The cut, which started as a blister that had been bothering Syndergaard for about three weeks, was sealed with a topical skin glue, and Syndergaard was cleared to start after completing a 50-pitch bullpen session without incident Saturday,
“If we didn’t feel confident that the finger was gonna hold up, we wouldn’t be making this decision,” Roberts said before the game. “I think we’re pretty confident that he’ll be able to sort of make it a regular outing.”
The first inning looked anything but regular for Syndergaard, who retired the side in order and showed more zip on his sinking fastball, the pitch averaging 93.7 mph–nearly two mph faster than his 91.9-mph season average–and topping out at 94.3 mph.
Syndergaard’s velocity dipped a bit during a second inning in which Syndergaard gave up three hits, including Farmer’s RBI single that cut the Twins’ deficit to 3-1.

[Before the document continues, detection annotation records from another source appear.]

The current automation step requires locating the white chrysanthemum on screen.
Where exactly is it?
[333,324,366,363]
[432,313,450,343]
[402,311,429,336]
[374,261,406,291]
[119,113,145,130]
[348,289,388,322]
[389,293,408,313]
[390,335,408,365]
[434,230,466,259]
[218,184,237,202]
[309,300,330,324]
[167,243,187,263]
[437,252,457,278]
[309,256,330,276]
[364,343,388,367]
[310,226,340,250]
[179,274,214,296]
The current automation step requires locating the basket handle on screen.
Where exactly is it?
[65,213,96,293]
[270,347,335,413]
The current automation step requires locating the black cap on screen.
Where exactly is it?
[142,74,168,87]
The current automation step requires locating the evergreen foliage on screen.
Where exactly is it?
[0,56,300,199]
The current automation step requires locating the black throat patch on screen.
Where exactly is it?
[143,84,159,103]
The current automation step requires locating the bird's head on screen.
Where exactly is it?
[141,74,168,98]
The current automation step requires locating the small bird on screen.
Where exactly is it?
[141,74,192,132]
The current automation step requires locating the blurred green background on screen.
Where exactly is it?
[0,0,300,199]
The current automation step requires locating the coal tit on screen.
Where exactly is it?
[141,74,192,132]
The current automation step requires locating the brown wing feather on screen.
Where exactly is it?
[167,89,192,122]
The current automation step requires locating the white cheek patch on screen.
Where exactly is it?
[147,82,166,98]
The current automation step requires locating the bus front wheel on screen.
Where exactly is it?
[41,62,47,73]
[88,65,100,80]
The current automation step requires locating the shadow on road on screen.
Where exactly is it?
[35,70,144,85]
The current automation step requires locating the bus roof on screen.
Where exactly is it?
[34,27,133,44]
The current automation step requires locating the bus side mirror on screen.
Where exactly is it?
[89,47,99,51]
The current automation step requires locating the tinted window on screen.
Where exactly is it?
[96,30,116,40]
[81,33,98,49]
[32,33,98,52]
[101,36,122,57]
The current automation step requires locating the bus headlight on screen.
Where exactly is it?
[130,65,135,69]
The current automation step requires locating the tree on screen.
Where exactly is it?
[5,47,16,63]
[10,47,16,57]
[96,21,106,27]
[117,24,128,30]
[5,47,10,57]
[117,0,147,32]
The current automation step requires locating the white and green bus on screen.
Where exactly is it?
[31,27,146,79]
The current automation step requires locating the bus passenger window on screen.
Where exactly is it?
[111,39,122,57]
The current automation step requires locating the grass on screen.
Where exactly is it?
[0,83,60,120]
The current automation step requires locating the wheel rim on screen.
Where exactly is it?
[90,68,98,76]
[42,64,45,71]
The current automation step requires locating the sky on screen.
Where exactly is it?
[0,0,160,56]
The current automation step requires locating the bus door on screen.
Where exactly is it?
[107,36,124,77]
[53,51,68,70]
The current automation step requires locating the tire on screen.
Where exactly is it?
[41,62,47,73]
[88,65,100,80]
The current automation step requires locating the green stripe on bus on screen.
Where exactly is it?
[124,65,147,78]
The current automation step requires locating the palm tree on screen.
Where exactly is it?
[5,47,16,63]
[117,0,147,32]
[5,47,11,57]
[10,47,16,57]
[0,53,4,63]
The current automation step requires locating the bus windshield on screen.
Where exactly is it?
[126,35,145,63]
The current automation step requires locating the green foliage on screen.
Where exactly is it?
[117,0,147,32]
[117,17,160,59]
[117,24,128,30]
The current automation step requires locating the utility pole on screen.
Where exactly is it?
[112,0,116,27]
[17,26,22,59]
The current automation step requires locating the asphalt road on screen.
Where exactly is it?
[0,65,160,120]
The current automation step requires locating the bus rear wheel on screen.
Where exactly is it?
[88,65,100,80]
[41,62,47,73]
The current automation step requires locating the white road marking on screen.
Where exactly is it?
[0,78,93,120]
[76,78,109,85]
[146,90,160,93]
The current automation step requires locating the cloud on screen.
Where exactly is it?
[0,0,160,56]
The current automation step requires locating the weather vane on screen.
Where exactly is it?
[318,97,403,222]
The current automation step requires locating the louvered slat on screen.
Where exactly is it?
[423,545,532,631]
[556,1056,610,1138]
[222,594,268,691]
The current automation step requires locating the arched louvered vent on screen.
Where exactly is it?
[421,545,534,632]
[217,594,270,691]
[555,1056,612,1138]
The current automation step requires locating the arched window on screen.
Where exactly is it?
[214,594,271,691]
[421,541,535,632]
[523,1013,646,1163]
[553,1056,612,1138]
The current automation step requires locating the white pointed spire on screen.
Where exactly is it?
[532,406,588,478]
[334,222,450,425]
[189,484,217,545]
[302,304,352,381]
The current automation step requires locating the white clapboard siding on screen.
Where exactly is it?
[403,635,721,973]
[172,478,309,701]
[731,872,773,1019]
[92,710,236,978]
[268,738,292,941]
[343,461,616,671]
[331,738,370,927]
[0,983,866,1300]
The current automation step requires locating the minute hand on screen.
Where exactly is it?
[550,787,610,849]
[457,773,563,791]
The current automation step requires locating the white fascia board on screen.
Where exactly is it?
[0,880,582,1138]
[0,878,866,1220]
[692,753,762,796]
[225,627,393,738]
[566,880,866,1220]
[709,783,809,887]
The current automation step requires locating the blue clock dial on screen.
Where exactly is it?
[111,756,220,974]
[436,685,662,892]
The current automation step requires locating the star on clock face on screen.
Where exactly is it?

Syndergaard threw a one-two-three third, striking out Correa with a 79-mph curveball to end the inning, and gave up a solo home run to Polanco that pulled the Twins to within 5-1 in the top of the fourth.
But that was as far as Syndergaard would go. Left-hander Justin Bruihl entered the game to start the fifth inning, leaving a bullpen that combined to limit the Brewers to two runs and four hits in eight innings of a 6-2 win in the wake of Syndergaard on May 9 to cover what turned out to be another eight innings Monday night.
“I thought he was very sharp early, but the stuff started to curtail, it wasn’t very sharp, and there was a lot of hard outs late,” Roberts said. “But he gave us what he needed. The [skin glue] held, it got him through that start, but we’ve seen these things over the years, and once we think we’re safe, we’re not, so we’ll reassess it [on Tuesday].”